Silver's departure came after a disappointing box-office debut for Babe: Pig in the City, Universal's $90 million holiday offering. The talking-pig flick had the misfortune of competing against the Disney/Pixar production A Bug's Life, which pulled in $46.5 million its first weekend. Pig in the City did only $8.5 million in the same period.

Universal is learning the hard way that you're only as good as your last time at bat: The studio hasn't had a major hit since The Lost World: Jurassic Park in 1997. Primary Colors, a political potboiler with John Travolta as a Bill Clinton-type president, and Mercury Rising, both Universal productions, tanked earlier this year, and current release Meet Joe Black is performing similarly. Universal Pictures is expected to lose $65 million for the second fiscal quarter, ending December 31, and it will probably finish in the red for the fiscal year ending June 30, 1999.

Seagram CEO Edgar Bronfman, Jr. and company stockholders hope that the influx of talent from PolyGram will revive Universal's position in the film industry. One likely outcome of the ongoing integration is that Gramercy Pictures and October Pictures, both "art house" companies, will be combined. The larger deal includes Universal's assumption of PFE's $300 million film-financing debt, underwritten by Sumitomo Bank and ING Bank.
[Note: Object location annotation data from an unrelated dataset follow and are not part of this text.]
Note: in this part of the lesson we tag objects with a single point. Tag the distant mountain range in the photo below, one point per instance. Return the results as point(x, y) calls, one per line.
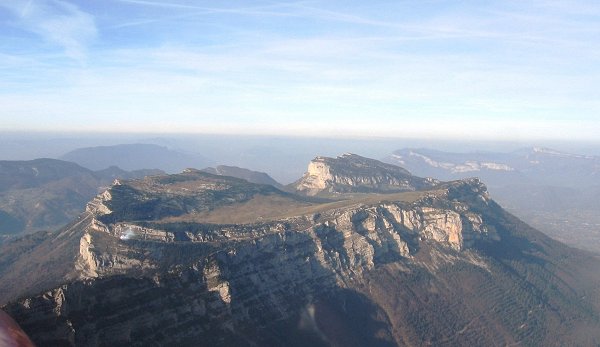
point(135, 157)
point(378, 258)
point(45, 194)
point(554, 191)
point(539, 166)
point(248, 175)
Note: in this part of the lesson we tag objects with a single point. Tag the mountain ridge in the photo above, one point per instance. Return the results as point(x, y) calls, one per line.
point(445, 266)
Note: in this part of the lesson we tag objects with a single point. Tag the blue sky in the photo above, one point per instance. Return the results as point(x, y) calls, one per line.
point(440, 69)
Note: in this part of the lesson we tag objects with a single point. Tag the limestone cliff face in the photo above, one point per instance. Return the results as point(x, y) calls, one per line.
point(225, 276)
point(352, 173)
point(342, 274)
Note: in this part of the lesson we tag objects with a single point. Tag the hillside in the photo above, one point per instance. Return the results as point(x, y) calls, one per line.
point(554, 191)
point(351, 173)
point(444, 265)
point(45, 194)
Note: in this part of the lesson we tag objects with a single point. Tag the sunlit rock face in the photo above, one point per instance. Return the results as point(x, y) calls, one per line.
point(352, 173)
point(140, 267)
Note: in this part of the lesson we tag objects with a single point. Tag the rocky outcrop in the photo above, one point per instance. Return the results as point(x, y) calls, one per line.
point(382, 272)
point(352, 173)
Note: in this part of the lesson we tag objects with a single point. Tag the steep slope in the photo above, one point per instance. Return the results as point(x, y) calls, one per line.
point(48, 193)
point(551, 190)
point(248, 175)
point(444, 266)
point(351, 173)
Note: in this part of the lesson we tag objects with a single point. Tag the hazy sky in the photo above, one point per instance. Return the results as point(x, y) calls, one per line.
point(499, 69)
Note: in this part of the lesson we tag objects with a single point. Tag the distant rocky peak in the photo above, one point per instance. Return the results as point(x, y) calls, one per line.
point(351, 173)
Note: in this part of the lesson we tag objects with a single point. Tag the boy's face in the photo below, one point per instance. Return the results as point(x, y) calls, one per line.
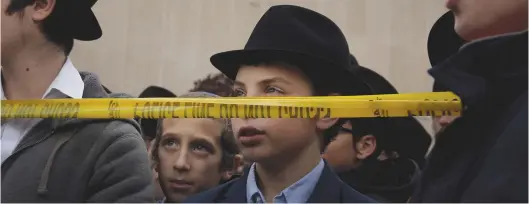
point(264, 139)
point(190, 155)
point(19, 28)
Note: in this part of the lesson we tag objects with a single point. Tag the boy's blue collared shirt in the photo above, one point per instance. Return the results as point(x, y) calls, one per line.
point(298, 192)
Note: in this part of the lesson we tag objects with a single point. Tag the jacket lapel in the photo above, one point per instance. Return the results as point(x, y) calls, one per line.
point(328, 188)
Although Seagram isn't excluding the possibility of selling off any of its new PolyGram properties, their absorption into Universal will make that relatively difficult, according to several reports. Among the PolyGram staffers likely to receive their walking papers are approximately 60 full-time workers at PolyGram TV and another 3000 at the PolyGram music label, whose duties will be assumed by their counterparts at Universal Music Group.

Several PolyGram films now in production or about to be released will likely wear the Universal badge. Among them are Notting Hill, a Working Title romantic comedy with Julia Roberts and Hugh Grant; The Green Mile with Tom Hanks; and Arlington Road with Jeff Bridges and Tim Robbins, scheduled for release next March.